I have been an avid listener to Jaffe Juice/Across the Sound for 2 years now. I believe my first episode was in the 20s or 30s. I wanted to participate in some recent conversations from your podcast.

1. Regarding your partnership with Deliver magazine and the listeners comment about their most recent “conversation starter” attempting to separate themselves for the impact of direct mail on the environment. When you began the sponsorship with USPS, I complexly understood the need to create a business model that made sense for podcasting. However, the “announcer” that delivers the “conversation starter” is anything by conversational. In my opinion their segment is just another form of the “30 second spot”. Advertisers have trained us to tune out the voice over and this is no different. I enjoy your audio comments, your rants, and your guests, but honestly you need to lose the commercial sounding message. If Deliver magazine wants to participate in the conversation, make it a conversation, not a commercial message. Put a real person on that is an expert in their business, in the industry, not a hired voice. I’m quite surprised that you have let this go on as long as you have as I find the segment off message.

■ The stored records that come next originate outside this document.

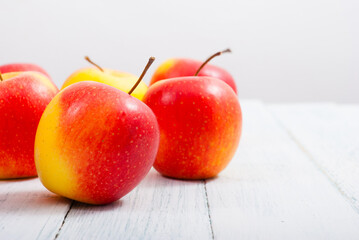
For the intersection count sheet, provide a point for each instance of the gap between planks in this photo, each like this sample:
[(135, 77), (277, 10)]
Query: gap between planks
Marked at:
[(63, 221), (208, 208)]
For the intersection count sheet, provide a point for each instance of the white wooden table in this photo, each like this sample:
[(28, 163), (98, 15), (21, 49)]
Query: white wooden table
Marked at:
[(295, 176)]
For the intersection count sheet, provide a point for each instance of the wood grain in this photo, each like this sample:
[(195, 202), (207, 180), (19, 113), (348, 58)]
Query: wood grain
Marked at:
[(29, 211), (329, 134), (294, 176), (272, 190), (159, 208)]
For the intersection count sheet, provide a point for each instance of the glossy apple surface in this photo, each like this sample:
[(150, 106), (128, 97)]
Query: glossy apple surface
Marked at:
[(120, 80), (181, 67), (200, 124), (95, 143), (23, 98), (22, 67)]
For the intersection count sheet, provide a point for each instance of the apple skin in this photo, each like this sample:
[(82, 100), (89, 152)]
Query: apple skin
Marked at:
[(120, 80), (23, 67), (200, 122), (181, 67), (95, 143), (23, 98)]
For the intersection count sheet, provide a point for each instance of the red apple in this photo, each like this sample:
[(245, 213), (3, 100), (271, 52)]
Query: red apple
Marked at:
[(23, 67), (200, 124), (182, 67), (23, 98), (95, 143)]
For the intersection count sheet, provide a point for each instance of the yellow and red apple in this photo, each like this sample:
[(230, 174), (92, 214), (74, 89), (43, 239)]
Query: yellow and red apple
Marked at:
[(120, 80), (200, 123), (95, 143), (23, 98)]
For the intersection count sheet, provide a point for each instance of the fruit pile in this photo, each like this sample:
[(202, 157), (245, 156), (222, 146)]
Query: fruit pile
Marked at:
[(97, 138)]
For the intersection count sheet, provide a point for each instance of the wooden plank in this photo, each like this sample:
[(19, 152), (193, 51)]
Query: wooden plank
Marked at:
[(272, 190), (329, 133), (159, 208), (29, 211)]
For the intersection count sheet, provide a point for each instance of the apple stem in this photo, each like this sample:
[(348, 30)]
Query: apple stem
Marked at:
[(89, 60), (210, 58), (150, 61)]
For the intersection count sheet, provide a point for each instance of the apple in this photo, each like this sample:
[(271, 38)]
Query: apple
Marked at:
[(120, 80), (23, 67), (95, 143), (182, 67), (23, 98), (200, 123)]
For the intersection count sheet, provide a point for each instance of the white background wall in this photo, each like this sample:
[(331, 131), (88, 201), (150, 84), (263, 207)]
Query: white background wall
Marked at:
[(283, 50)]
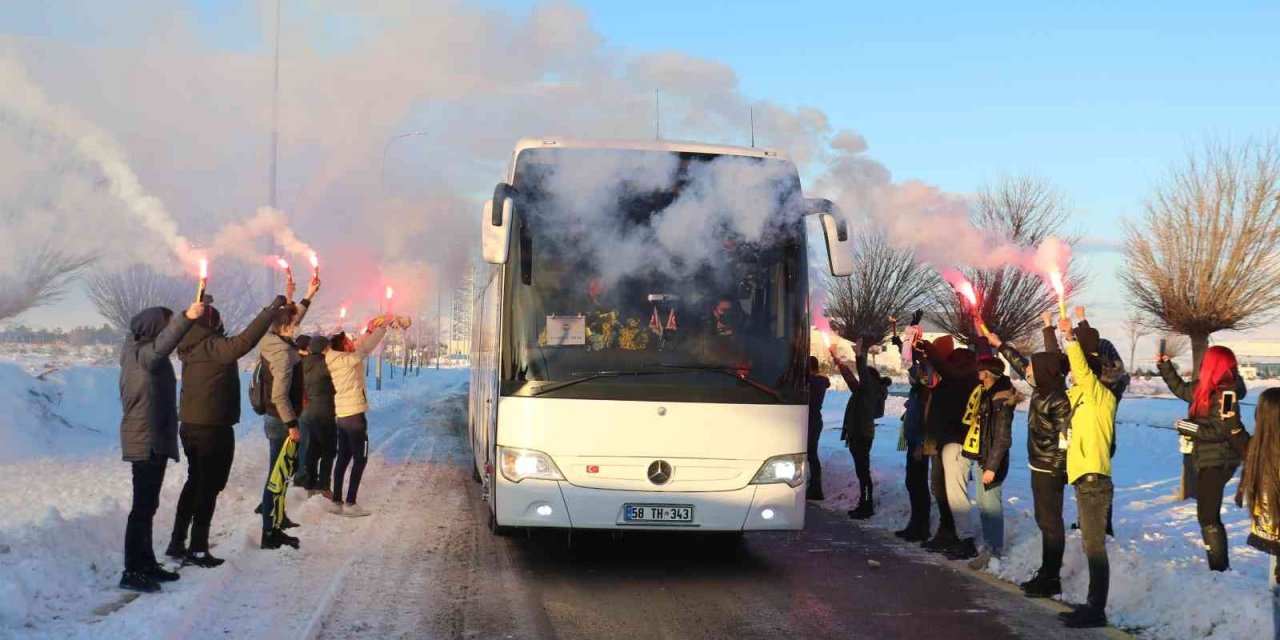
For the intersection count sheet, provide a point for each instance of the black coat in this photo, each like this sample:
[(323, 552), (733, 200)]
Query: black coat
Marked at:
[(1048, 416), (1211, 446), (149, 387), (319, 388), (210, 379)]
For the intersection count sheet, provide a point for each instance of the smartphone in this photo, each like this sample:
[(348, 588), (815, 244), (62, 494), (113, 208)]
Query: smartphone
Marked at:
[(1229, 403)]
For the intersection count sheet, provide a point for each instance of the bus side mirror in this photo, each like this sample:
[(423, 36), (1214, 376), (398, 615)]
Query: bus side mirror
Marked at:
[(835, 229), (496, 238)]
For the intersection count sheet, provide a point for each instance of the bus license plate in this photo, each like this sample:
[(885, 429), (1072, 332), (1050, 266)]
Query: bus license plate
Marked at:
[(661, 513)]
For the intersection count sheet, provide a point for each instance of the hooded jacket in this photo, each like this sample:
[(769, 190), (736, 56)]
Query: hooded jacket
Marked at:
[(282, 359), (347, 369), (1210, 447), (1093, 419), (996, 428), (210, 379), (1048, 416), (149, 387), (958, 375)]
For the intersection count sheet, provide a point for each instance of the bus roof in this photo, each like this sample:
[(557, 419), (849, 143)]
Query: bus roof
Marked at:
[(643, 145)]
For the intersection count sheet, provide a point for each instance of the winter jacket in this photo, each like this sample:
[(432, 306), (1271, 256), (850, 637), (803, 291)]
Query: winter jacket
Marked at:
[(944, 421), (996, 428), (282, 359), (149, 387), (318, 389), (1093, 419), (210, 379), (867, 401), (347, 369), (1048, 419), (1210, 447)]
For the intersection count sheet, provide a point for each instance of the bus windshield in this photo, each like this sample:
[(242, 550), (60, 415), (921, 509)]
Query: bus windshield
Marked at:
[(656, 275)]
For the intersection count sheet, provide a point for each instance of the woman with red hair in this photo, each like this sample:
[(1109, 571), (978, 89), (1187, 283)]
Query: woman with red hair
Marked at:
[(1214, 457)]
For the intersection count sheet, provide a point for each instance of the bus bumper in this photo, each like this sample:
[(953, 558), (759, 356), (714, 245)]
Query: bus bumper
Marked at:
[(548, 503)]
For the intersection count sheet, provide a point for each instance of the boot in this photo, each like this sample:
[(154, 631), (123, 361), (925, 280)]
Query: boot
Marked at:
[(1215, 544), (275, 538)]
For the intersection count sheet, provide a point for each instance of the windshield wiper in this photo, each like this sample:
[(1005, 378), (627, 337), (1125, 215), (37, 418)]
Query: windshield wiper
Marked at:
[(732, 373), (583, 378)]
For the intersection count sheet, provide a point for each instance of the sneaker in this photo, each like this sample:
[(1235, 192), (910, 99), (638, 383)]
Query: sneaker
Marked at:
[(1086, 617), (160, 575), (355, 511), (138, 581), (275, 538), (177, 551), (202, 560), (961, 549), (1042, 586)]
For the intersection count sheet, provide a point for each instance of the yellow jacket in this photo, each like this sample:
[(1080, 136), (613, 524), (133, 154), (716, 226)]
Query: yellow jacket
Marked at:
[(1093, 420)]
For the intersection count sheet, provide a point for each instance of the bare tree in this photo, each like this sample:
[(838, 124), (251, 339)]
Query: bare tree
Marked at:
[(1206, 255), (40, 278), (888, 282), (1024, 211)]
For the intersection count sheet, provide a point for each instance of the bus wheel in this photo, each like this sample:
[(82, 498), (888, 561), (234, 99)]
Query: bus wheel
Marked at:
[(498, 530)]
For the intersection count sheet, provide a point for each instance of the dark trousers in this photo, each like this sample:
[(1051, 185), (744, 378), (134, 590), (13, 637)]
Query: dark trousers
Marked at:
[(1093, 493), (1047, 493), (938, 483), (860, 446), (918, 492), (814, 458), (318, 458), (210, 451), (353, 449), (274, 446), (147, 478)]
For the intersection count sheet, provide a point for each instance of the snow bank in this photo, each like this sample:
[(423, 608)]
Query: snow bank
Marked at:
[(1160, 583), (67, 498)]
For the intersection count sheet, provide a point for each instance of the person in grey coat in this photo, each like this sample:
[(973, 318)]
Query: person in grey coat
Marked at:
[(149, 432)]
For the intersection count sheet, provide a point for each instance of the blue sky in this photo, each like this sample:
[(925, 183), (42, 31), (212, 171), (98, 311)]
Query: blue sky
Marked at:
[(1098, 97)]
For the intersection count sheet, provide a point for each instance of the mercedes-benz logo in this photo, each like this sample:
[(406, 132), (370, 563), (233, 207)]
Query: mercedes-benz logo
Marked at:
[(659, 472)]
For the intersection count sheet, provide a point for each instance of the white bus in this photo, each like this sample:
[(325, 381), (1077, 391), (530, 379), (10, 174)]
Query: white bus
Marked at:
[(641, 334)]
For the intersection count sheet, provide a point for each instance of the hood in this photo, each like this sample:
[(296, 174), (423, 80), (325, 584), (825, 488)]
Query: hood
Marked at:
[(1048, 371), (149, 323)]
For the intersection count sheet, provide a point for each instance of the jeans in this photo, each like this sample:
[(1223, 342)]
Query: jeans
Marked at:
[(860, 446), (210, 451), (991, 510), (938, 485), (147, 478), (353, 449), (918, 490), (1047, 492), (814, 458), (955, 472), (1093, 493)]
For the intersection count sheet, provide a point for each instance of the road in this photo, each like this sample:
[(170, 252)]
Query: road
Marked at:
[(425, 566)]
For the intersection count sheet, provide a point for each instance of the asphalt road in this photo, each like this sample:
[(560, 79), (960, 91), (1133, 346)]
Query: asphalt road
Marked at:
[(433, 570)]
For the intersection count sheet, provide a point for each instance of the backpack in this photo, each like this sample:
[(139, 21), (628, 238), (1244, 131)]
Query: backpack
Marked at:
[(257, 388)]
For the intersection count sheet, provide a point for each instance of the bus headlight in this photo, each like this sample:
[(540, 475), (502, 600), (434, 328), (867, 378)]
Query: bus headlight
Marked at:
[(789, 470), (519, 465)]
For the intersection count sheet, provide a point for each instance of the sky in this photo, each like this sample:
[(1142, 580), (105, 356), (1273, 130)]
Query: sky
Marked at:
[(1097, 97)]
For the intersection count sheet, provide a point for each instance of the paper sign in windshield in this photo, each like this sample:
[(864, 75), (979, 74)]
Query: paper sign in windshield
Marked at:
[(566, 330)]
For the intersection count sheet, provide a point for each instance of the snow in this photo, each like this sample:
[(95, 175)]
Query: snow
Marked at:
[(67, 497), (1161, 586)]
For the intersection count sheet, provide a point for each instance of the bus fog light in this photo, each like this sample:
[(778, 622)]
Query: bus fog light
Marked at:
[(789, 470)]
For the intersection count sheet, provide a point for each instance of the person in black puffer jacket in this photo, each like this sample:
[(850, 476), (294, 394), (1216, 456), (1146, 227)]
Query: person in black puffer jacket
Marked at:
[(1048, 420), (209, 408), (1212, 455)]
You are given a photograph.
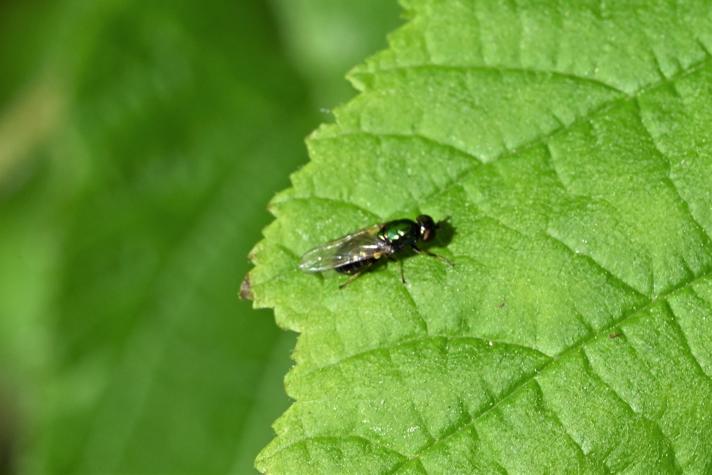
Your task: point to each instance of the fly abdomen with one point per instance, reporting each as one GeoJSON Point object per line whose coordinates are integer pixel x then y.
{"type": "Point", "coordinates": [356, 267]}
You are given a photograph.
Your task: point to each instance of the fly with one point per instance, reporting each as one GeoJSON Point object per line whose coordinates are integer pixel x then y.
{"type": "Point", "coordinates": [357, 252]}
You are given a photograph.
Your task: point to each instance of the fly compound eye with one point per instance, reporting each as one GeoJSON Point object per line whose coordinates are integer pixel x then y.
{"type": "Point", "coordinates": [427, 227]}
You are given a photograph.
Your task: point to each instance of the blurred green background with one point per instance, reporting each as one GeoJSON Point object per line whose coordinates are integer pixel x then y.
{"type": "Point", "coordinates": [139, 145]}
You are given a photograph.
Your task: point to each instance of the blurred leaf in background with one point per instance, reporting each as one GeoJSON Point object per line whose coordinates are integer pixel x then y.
{"type": "Point", "coordinates": [139, 144]}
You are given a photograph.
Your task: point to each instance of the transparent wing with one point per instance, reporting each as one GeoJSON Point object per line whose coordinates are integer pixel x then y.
{"type": "Point", "coordinates": [357, 246]}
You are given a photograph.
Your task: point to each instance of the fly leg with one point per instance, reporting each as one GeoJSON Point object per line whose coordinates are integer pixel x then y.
{"type": "Point", "coordinates": [400, 263]}
{"type": "Point", "coordinates": [351, 278]}
{"type": "Point", "coordinates": [431, 254]}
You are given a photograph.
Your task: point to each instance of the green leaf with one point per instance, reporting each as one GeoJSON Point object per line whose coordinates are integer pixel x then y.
{"type": "Point", "coordinates": [569, 144]}
{"type": "Point", "coordinates": [138, 146]}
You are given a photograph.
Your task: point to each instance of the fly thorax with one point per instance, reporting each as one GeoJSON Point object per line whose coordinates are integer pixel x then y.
{"type": "Point", "coordinates": [399, 233]}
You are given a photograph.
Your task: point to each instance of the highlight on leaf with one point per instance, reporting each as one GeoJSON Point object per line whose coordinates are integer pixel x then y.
{"type": "Point", "coordinates": [569, 143]}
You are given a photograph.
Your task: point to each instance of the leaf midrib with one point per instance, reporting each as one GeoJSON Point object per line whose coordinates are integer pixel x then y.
{"type": "Point", "coordinates": [569, 352]}
{"type": "Point", "coordinates": [513, 153]}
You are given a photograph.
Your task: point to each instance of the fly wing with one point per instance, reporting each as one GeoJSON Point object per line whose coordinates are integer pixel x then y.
{"type": "Point", "coordinates": [357, 246]}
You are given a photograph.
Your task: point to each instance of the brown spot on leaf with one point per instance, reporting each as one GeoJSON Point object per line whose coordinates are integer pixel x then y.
{"type": "Point", "coordinates": [246, 288]}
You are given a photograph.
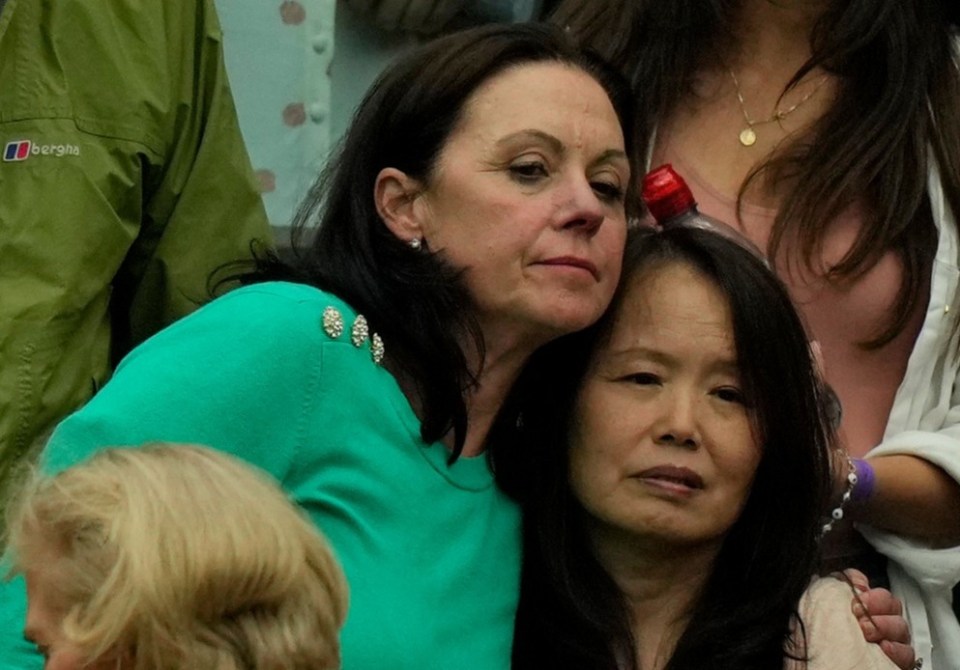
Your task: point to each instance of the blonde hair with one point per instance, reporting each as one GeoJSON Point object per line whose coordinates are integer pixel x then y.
{"type": "Point", "coordinates": [180, 556]}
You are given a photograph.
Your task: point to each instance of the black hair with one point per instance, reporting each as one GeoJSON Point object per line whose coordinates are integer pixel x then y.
{"type": "Point", "coordinates": [897, 109]}
{"type": "Point", "coordinates": [571, 614]}
{"type": "Point", "coordinates": [415, 300]}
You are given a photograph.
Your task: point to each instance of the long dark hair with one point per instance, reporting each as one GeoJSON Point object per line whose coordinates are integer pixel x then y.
{"type": "Point", "coordinates": [571, 613]}
{"type": "Point", "coordinates": [415, 300]}
{"type": "Point", "coordinates": [897, 109]}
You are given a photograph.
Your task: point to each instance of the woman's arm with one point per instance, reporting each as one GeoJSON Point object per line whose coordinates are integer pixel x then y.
{"type": "Point", "coordinates": [914, 498]}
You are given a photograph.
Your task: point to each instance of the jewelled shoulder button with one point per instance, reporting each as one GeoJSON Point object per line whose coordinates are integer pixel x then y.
{"type": "Point", "coordinates": [332, 322]}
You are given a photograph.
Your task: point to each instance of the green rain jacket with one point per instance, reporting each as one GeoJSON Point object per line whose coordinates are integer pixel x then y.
{"type": "Point", "coordinates": [123, 184]}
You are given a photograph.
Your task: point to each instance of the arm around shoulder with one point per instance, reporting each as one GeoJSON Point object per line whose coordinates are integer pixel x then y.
{"type": "Point", "coordinates": [833, 637]}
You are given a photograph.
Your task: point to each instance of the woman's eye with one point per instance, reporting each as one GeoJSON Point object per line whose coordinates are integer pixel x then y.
{"type": "Point", "coordinates": [607, 191]}
{"type": "Point", "coordinates": [731, 394]}
{"type": "Point", "coordinates": [528, 171]}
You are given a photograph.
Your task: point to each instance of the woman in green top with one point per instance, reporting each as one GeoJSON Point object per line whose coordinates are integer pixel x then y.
{"type": "Point", "coordinates": [477, 210]}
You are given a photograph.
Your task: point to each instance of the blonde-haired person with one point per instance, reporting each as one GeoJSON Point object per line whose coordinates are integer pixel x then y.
{"type": "Point", "coordinates": [169, 557]}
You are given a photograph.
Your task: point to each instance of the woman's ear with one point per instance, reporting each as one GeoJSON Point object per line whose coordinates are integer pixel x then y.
{"type": "Point", "coordinates": [396, 194]}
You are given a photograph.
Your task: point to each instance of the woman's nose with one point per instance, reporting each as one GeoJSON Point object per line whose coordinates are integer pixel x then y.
{"type": "Point", "coordinates": [585, 212]}
{"type": "Point", "coordinates": [677, 423]}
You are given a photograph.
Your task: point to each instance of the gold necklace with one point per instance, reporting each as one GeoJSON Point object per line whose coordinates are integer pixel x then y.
{"type": "Point", "coordinates": [748, 136]}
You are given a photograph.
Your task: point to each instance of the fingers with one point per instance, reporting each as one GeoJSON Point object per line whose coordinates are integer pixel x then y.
{"type": "Point", "coordinates": [858, 579]}
{"type": "Point", "coordinates": [901, 654]}
{"type": "Point", "coordinates": [880, 602]}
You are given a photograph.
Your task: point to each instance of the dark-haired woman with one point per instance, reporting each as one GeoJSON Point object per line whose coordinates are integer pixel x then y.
{"type": "Point", "coordinates": [676, 462]}
{"type": "Point", "coordinates": [475, 213]}
{"type": "Point", "coordinates": [829, 132]}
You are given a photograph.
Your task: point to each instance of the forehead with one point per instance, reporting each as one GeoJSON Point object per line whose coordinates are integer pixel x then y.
{"type": "Point", "coordinates": [676, 304]}
{"type": "Point", "coordinates": [554, 96]}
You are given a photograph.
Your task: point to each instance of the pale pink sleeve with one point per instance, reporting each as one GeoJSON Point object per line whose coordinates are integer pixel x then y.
{"type": "Point", "coordinates": [833, 637]}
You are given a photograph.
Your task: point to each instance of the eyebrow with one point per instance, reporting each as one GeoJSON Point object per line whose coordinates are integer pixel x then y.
{"type": "Point", "coordinates": [727, 366]}
{"type": "Point", "coordinates": [608, 156]}
{"type": "Point", "coordinates": [554, 143]}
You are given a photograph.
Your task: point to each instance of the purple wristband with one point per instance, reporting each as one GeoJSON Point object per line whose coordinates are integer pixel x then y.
{"type": "Point", "coordinates": [866, 480]}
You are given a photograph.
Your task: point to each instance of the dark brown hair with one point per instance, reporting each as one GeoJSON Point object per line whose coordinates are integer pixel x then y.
{"type": "Point", "coordinates": [897, 107]}
{"type": "Point", "coordinates": [416, 301]}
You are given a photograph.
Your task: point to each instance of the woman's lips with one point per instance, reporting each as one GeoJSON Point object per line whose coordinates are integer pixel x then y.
{"type": "Point", "coordinates": [575, 262]}
{"type": "Point", "coordinates": [672, 478]}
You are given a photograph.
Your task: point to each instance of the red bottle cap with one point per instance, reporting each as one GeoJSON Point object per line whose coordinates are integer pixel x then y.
{"type": "Point", "coordinates": [666, 194]}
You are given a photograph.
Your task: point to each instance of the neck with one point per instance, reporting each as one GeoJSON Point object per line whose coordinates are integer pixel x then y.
{"type": "Point", "coordinates": [660, 585]}
{"type": "Point", "coordinates": [775, 32]}
{"type": "Point", "coordinates": [504, 358]}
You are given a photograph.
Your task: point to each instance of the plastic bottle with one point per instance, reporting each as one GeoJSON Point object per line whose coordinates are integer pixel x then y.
{"type": "Point", "coordinates": [670, 201]}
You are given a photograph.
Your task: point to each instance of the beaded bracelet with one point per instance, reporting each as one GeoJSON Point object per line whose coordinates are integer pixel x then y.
{"type": "Point", "coordinates": [837, 513]}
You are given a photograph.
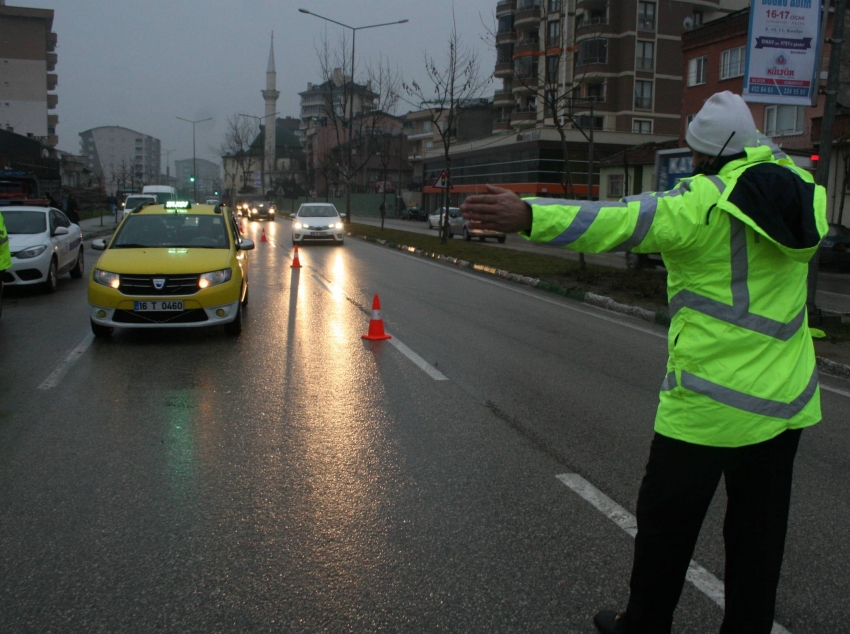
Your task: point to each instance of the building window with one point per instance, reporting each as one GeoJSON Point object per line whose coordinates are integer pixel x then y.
{"type": "Point", "coordinates": [696, 70]}
{"type": "Point", "coordinates": [646, 16]}
{"type": "Point", "coordinates": [584, 122]}
{"type": "Point", "coordinates": [593, 51]}
{"type": "Point", "coordinates": [552, 68]}
{"type": "Point", "coordinates": [595, 91]}
{"type": "Point", "coordinates": [645, 56]}
{"type": "Point", "coordinates": [643, 95]}
{"type": "Point", "coordinates": [642, 126]}
{"type": "Point", "coordinates": [554, 37]}
{"type": "Point", "coordinates": [783, 120]}
{"type": "Point", "coordinates": [615, 185]}
{"type": "Point", "coordinates": [732, 62]}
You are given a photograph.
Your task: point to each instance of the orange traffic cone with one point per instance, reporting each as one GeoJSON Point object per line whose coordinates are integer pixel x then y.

2. Secondly regarding your recent discussion of the Net Promoter Score. First, let me make sure all disclaimers are completed. I’m the CMO of Satmetrix, the co-developer of Net Promoter and an organization that makes it’s living helping companies implement Net Promoter. In your most recent podcast you indicated that “easy to do business with” was the most accurate reflection of loyalty, not NPS. In the original research behind Net Promoter we found “likelihood to recommend” to be strongest correlate to actual customer behavior, with “easy to do business with: coming in at #5. While I get the point that it’s about the experience, doesn’t it make sense that recommendation sets the bar higher than easy to do business with? In your Delta experience, their lack of easy to do business with not only impacted your loyalty, but also your recommendation.

3. On the topic of Delta airlines, I encourage you to be the Jeff Jarvis of the airline industry and take up the battle with Delta. I will sign up for your war against poor customer experience. One way I am considering is to play a portion of your podcast in my module of the Net Promoter Certification training. I teach the closing module of which a portion is to redefine the customer experience for an airline. Funny how we all find that airlines needs this re-engineering but they just can’t seem to do anything about it! You would be amused at some of the experience design our students come up with.

I could “rant” on and on about the topics covered on Jaffe Juice, but a long blog post won’t get read. In summary, I ask that you:

1. Reconsider the delivery of your commercial sponsor more along the tone of a conversation.
2. Reconsider Net Promoter as a measure of both loyalty and word of mouth.
3. Take on Delta airlines and enlist your fan base to fight the war with you. Jeff Jarvis did Dell a big favor, look how far they have come in joining the conversation. Perhaps you could be that helpful to Delta.

I was disappointed to have missed you at WOMMA this year, but I was teaching Net Promoter in London at the time. Hope our paths cross in the future. Let me say explicitly, I recommend Jaffe Juice and Join the Conversation to all marketers. This captures both my loyalty and my positive word of mouth.